Today's post is about Userspace RCU... I know, I know... what, again with this URCU stuff?
Well, as it so happens, this is the fastest URCU currently known, which makes it the fastest (manual) way to do object lifetime tracking in a multi-threaded application, so I'm giving it nothing more than the attention it's due!
I wrote before about URCUs, namely two new algorithms Andreia and I designed, which we named GraceVersion and TwoPhase. Both these URCUs have grace sharing, a term used by Paul McKenney to describe what happens when multiple threads simultaneously call synchronize_rcu(). For these two algorithms, a single grace period may be used by multiple threads. On top of that calls to synchronize_rcu() don't block each other, they have to wait only for readers, like every URCU has to do (otherwise it wouldn't be an RCU).
We made comparison on the algorithms and implementations between our URCUs and the current state of the art, implemented in the userpsace-rcu library
But sometimes this isn't enough to see the difference. Sometimes we need to apply it to some (semi-)realistic scenario to understand just how much difference these new URCUs make.
As such, we picked up a lock-free linked list by Maged Michael and Tim Harris (Maged-Harris linked list) and applied these URCUs on top and made some benchmarks.
Before we dig into the plots, I need to provide some details. This linked list actually implements a "set", with three main methods: contains(), remove(), add(). These three methods are lock-free but when we add an URCU to them, it means that we'll have to do reclamation on the remove() method, and as you all should know by now, all URCUs are blocking for reclamation (calls to synchronize_rcu()), therefore, the remove() method becomes blocking.

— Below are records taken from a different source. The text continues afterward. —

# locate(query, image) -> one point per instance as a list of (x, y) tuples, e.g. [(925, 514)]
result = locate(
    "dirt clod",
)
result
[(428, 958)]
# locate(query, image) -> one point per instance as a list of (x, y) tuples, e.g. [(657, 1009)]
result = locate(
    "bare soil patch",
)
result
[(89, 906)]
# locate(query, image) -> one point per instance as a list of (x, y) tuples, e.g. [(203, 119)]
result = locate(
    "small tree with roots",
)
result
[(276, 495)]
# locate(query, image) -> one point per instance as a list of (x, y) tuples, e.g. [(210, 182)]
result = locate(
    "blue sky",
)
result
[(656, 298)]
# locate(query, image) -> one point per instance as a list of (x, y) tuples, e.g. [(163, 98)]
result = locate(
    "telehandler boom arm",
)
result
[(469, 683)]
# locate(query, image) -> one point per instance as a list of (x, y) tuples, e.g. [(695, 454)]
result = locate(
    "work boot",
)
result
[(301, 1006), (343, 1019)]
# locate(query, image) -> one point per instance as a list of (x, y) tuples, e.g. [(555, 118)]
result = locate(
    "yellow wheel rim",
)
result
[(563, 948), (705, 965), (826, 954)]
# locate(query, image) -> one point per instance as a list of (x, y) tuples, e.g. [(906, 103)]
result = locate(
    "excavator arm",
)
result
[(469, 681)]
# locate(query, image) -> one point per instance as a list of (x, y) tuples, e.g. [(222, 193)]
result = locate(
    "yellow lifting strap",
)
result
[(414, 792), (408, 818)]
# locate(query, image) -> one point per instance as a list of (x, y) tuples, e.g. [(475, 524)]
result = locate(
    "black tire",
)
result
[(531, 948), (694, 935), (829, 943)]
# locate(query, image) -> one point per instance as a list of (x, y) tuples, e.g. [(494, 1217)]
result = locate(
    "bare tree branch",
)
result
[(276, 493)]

In our benchmarks the list used is particularly small, just 100 keys, which means the list has about 100 nodes (maybe a bit less temporarily). The reason we chose such a small list was to emphasize the scenarios where our URCUs behave the best, i.e. scenarios with high contention of calls to synchronize_rcu().
For those of you who are wrinkling your noses and thinking that a list/set with 100 nodes isn't very realistic, then consider instead a well dimensioned lock-free hashmap/hashset based on an array of buckets each containing a Maged-Harris list. This a simple way to make a lock-free hashmap, and when there are few collisions, the lists at each of the buckets will be small, with likely just a few nodes. Any lookup/insertion/removal has to traverse much less than 100 nodes (unless the hash function is unsuitable for the key set). So, comparing to such a scenario, a list with 100 nodes is actually "large" in terms of how long it takes on average to find a key in the set.
We show four difference scenarios in our plots. The top-left shows 100% updates, this means all threads are either attempting a remove() of a random key followed by an add() of the same key (thus one memory reclamation of a node). The bottom-right shows 0% updates, this means all threads are calling contains() on a random key. The other two plots are a mix of the two scenarios, where the decision of whether to do a remove()/add() or a contains() is chosen randomly but with an average described on the plot's title, i.e. 10% or 1%.
The 100% updates scenarios is where our URCUs really shine, due to their low overhead and grace sharing. As contention increases, they're about 5x faster than MemoryBarrier and nearly 50x than BulletProof. As the ratio of read-only operations increases, and the updates decrease, the MemoryBarrier catches up, eventually at 1% being pretty much the same as our algorithms. The BulletProof never catches up unless we go into purely read-only scenario, which is clearly unrealistic because if we knew with absolute certainty that there would be no updates then there would be no point in using an RCU because there would certainly be no removal.
Perhaps even more important than showing just how good our URCUs are, these plots are an excellent example of the importance of choosing the right memory reclamation technique when deploying a lock-free or wait-free data structure. No matter how fast the lock-free data structure, if the memory reclamation technique isn't fast enough to keep up with it, it's going to become the bottleneck, and negate any scalability benefits that the lock-free data structure was meant to provide. I hope these plots give a better feeling of just how important that is.
Source code for our GraceVersion URCU and TwoPhase URCU can be found here.